Teens get firsthand Japanese experience
October 4, 2013
By Christina Corrales-Toy
There is no better way to understand a culture than to visit the country from which it originated. Just ask a group of Liberty High School students who experienced a total Japanese immersion in July.
The group, including teens from Newcastle, took a 10-day visit to Japan as part of the KAKEHASHI Project, aimed to build stronger relationships between future Japanese and American leaders through a youth exchange.
Led by Liberty Japanese teacher Matt Harvey, students spent time in Tokyo before boarding the country’s famed bullet train that runs at speeds of about 150 mph to the city of Maizuru.
They saw temples, feasted on native cuisine, shopped in local convenience stores and, most importantly, got a real taste of what it was like to live in Japan.
“They aren’t as loud as we are and they are a lot more respectful,” Liberty freshman Tiffany Yamasaki said. “They’re all very friendly. Even if you’re just a stranger passing by on the street, they’ll smile.”
Yamasaki made the trip with her mother, both of Newcastle, and marveled at the opportunity to connect with her own heritage, as well as the chance to get a head start on the Japanese language, before she prepared to take the class in high school.
“While I’ve been in class, I’ve already recognized some phrases that I learned in Japan, but 10 days wasn’t quite enough to totally master it,” she said.
Newcastle resident Sydney Hartford, a Liberty freshman, wanted to make the trip because of a growing fascination with the Japanese culture. A fan of anime and manga, Japanese comics, Hartford said she was surprised at how similar Japan was to her own country.

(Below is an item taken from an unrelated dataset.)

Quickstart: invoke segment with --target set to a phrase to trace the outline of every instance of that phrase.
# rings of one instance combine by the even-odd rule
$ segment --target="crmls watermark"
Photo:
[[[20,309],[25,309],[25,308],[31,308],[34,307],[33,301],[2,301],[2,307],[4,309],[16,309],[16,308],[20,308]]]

“Once you’ve been to another country, you kind of realize that despite it being so far away and different, it is still going to be fundamentally the same,” she said. “They still do the same things. They have homework, they have school, they go to jobs.”
Arguably the best part of the trip was a three-day home stay, where students actually lived with Japanese families, said Alex Tachiyama, a Liberty senior.
The Liberty teens got a taste of Japanese traditions, learning customs, and understanding the culture’s deep respect and pride of its surroundings, Tachiyama said.
“There were no garbage cans anywhere but it was really, really clean there. There’s no litter,” he said.
What Tachiyama took away most from the trip was the experience of a different sort of patriotism, one that, though it appears different from Americans’, isn’t any less passionate.
“They have so much resilience and pride for their country,” he said. “Even though they don’t show patriotism like we do here in America, in Japan, they show it a whole lot more, just not right in your face. It’s more of a deep understanding.”
The fully funded trip was sponsored by the Ministry of Foreign Affairs of Japan.